Massa made a clean start to lead from Jarno Trulli (Toyota), Räikkönen and Hamilton, but the race was swiftly neutralised: in his final F1 start, David Coulthard was bundled off the road after being hit by both Williams drivers, while Nelson Piquet Jr cannoned into the tyres at Turn Three. Force India took one of its traditional gambles during the interruption, putting Giancarlo Fisichella on slicks, and within minutes of the restart the Italian began posting the race’s briskest laps to date.
That triggered a glut of tyre stops, although McLaren was cautious and left Hamilton out for a couple of laps too many. That put him back to seventh, although he soon recovered to fifth, as required. It was a most untypical Hamilton drive, though – juggling the percentages rather than flirting with fire. That would be his motif for much of the afternoon.
Massa continued to lead and made his final scheduled stop on the 38th lap of 71, resuming ahead of Fernando Alonso’s Renault, Räikkönen, Hamilton and the ever-impressive Sebastian Vettel, in his final drive for Toro Rosso before taking the Red Bull seat vacated by Coulthard.
Last lap change
It looked fairly straightforward: Massa was on the cusp of another memorable home victory (he’d won here in 2006, but had to cede the following year to support Räikkönen’s successful title tilt), while Hamilton continued to pursue a tactic of adequate stealth. And then, with 10 laps to go, the rain returned.
Gradually, the leaders peeled in for wets – but Toyota threw a curve ball by leaving both its cars out. Massa continued to lead from Alonso and Räikkönen after the stops, but Toyota’s gamble elevated Timo Glock to fourth, ahead of Hamilton and the fast-closing Vettel. With two laps remaining, the German passed the McLaren… and handed a crucial advantage to Massa. “I didn’t know what position I was in,” Vettel said, “and had no idea I might be influencing the championship.”
Conditions had remained merely greasy thus far, but the final lap coincided with a proper Brazilian deluge. It began with Hamilton 0.754sec adrift of immediate target Vettel… and 13.144sec shy of Glock.
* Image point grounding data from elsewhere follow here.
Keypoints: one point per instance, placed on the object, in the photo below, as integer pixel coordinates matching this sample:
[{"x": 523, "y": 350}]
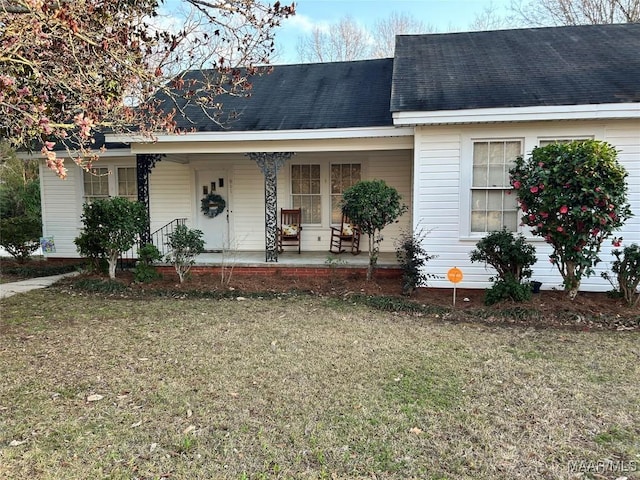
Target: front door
[{"x": 212, "y": 186}]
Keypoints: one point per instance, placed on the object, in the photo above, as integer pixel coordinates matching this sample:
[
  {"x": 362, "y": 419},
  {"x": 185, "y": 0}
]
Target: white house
[{"x": 426, "y": 122}]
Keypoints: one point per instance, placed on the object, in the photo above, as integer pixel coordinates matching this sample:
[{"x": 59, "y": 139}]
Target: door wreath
[{"x": 212, "y": 205}]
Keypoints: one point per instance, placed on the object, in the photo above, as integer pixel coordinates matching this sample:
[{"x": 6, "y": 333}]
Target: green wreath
[{"x": 212, "y": 205}]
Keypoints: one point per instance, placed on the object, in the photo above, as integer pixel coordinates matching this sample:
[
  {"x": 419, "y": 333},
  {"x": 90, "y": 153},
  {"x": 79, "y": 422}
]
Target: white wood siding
[
  {"x": 442, "y": 172},
  {"x": 170, "y": 193},
  {"x": 61, "y": 208}
]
Everything looked cut and dried for Massa – and that was the initial response in some parts of the Ferrari pit, as the leader took the flag. The Brazilian’s own celebrations were tempered, though, and he raised only a cautious fist while awaiting further news of events in his slipstream. Some of his team were too engrossed in their own elation to notice a crucial detail down at Junção, the left-hander prior to the long, uphill drag to the finishing line.
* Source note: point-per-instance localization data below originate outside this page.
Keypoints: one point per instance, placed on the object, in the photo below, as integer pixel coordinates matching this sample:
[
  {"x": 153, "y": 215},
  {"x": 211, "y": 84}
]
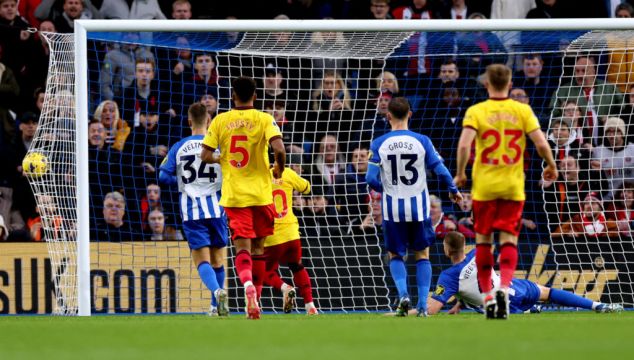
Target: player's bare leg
[
  {"x": 202, "y": 258},
  {"x": 244, "y": 267},
  {"x": 423, "y": 280},
  {"x": 484, "y": 263},
  {"x": 508, "y": 264}
]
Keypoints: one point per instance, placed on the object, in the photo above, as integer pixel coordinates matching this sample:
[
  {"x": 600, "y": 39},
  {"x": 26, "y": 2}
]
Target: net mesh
[{"x": 329, "y": 92}]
Vettel and Hamilton were closing fast on Glock, whose tyres had by now lost all purchase, and both passed the Toyota in the season’s closing seconds. Fifth was Hamilton’s once again and the balance of power had transferred somewhere in the middle of a ball of spray.
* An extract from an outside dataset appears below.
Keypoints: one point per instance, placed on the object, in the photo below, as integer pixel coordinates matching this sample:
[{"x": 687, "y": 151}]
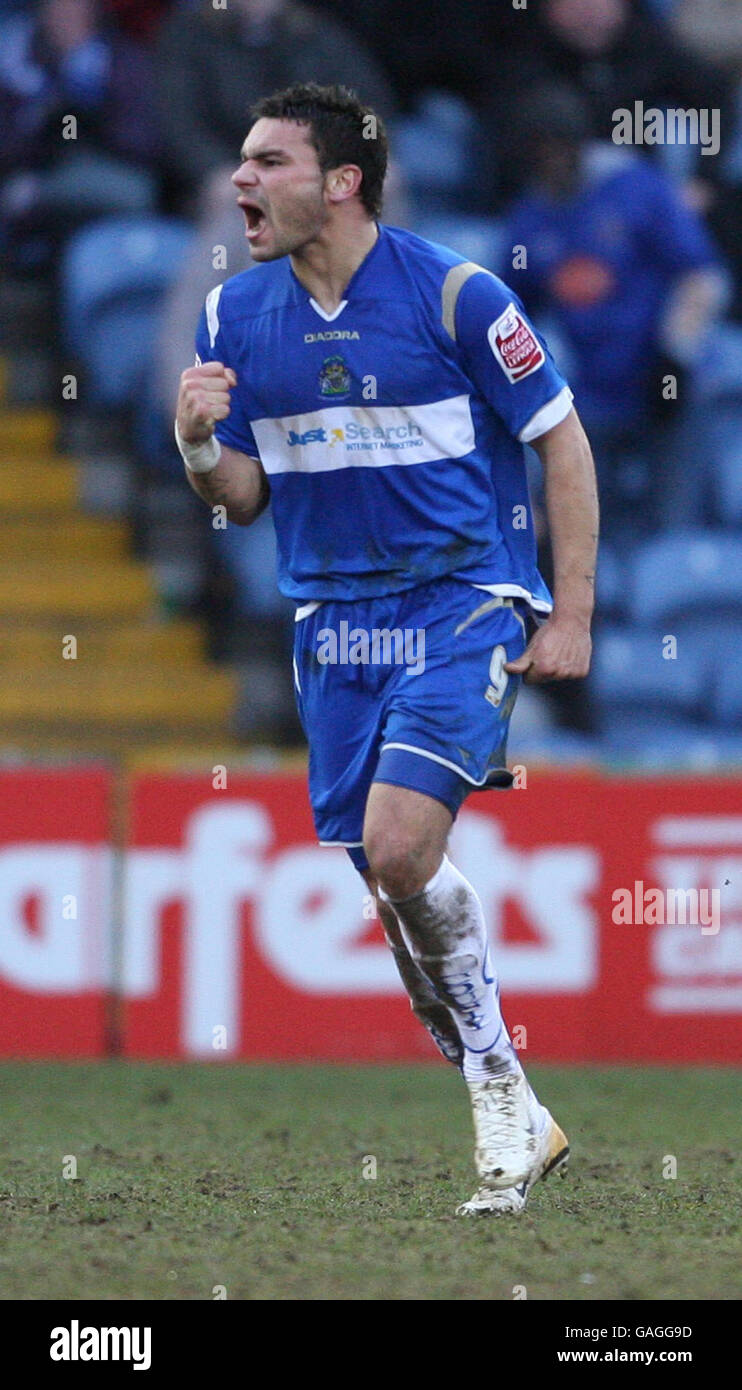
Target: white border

Ron Dennis spoke afterwards about McLaren getting its tactics right, but that honour belonged to Toyota (whose gamble, after all, had promoted Glock from seventh to sixth). If McLaren had left Hamilton on dry tyres, chances are that the last-minute drama might have been avoided completely.
This was a title success born of providence rather than strategy, but the dignified, tearful Massa accepted his misfortune with remarkable grace. “When I crossed the line the positions meant I was going to be champion,” he said, “but then I was told Lewis had passed Glock. That’s racing, though. There are always explanations for what happens in life and if things worked out like this today, it’s just the way it was meant to be.”